Elliott Management's Paul Singer on Wednesday sought to bolster further his efforts to drive Qualcomm Inc. (QCOM) into paying more than its $110 a share bid to buy NXP Semiconductors (NXPI) by issuing a 19-page UBS report it had commissioned suggesting that the chipmaker was worth between $120 and $150 a share on a standalone basis.
The UBS study looked at NXP's historical financials and at two sets of peers, one provided by NXP in its financial reports and another from the automotive semiconductor industry, to reach its conclusion. It was issued after Elliott Management, a 6% NXP shareholder, said Monday its research suggests that NXP is worth $135 a share. Elliott is employing a tactic it has used before that has become known as bumpitrage. Qualcomm needs 80% of shareholders to approve its acquisition of NXP and Elliott is seeking to convince other shareholders to ask for more.
The situation is complicated by the fact that Qualcomm is itself in the midst of a $130 billion hostile takeover attack from rival Broadcom Inc. (AVGO) . Broadcom is seeking to oust Qualcomm's entire board and on Monday said that it had filed a premerger notification under the Hart-Scott-Rodino antitrust rules. Qualcomm, which has rejected Broadcom's overture, may be incentivized to pay more to close its NXP acquisition because the combination would complicate the hostile bid and proxy war. Nevertheless, Broadcom has offered to acquire Qualcomm with or without NXP.
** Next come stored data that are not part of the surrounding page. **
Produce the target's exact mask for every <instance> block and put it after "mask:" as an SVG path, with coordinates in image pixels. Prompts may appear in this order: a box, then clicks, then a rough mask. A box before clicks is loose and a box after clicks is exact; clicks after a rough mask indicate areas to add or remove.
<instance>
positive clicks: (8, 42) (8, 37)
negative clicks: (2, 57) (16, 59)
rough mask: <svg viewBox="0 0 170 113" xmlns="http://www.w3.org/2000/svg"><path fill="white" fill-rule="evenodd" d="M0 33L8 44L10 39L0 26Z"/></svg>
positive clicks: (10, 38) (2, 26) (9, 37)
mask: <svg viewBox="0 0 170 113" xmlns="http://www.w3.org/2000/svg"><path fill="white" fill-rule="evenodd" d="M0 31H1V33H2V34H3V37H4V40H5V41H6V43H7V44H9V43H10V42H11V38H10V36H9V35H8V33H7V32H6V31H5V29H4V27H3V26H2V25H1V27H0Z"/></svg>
On Monday Qualcomm responded to Elliott's assertion that NXP was worth $135 a share with a statement arguing that Singer's value assertion for NXP is "unsupportable and clearly nothing more than an attempt to advance its own self-serving agenda." Qualcomm said it is committed to closing the NXP acquisition for $110 a share, though the chipmaker's CEO, Steve Mollenkopf, recently said that he expected there to be "lots of discussions" about the price for NXP.
The person familiar with the situation noted that a key reason he believed that investors wouldn't accept the $110 a share offer is because there has been a substantial rotation of NXP's shareholder base in recent months, where a large segment of the company's stock is now owned by hedge funds and merger arbitragers that will push for a higher price. According to FactSet, about 43% of NXP's shares are owned by hedge fund managers including Soroban, Elliott and HBK Investments LP.
He added that since Qualcomm agreed to buy NXP in October 2016 for $47 billion the semiconductor space has as a whole shot upwards, which also suggests that NXP would be worth more on its own. Also, he argued that NXP is worth significantly more now that it has integrated its December 2015 $11.8 billion purchase of Freescale Semiconductor.
Piero Novelli, co-executive chairman of global investment banking and global head of M&A at UBS, is advising Elliott in its NXP effort.
Activists on occasion hire investment banks to write up white papers or provide other assistance in their campaigns.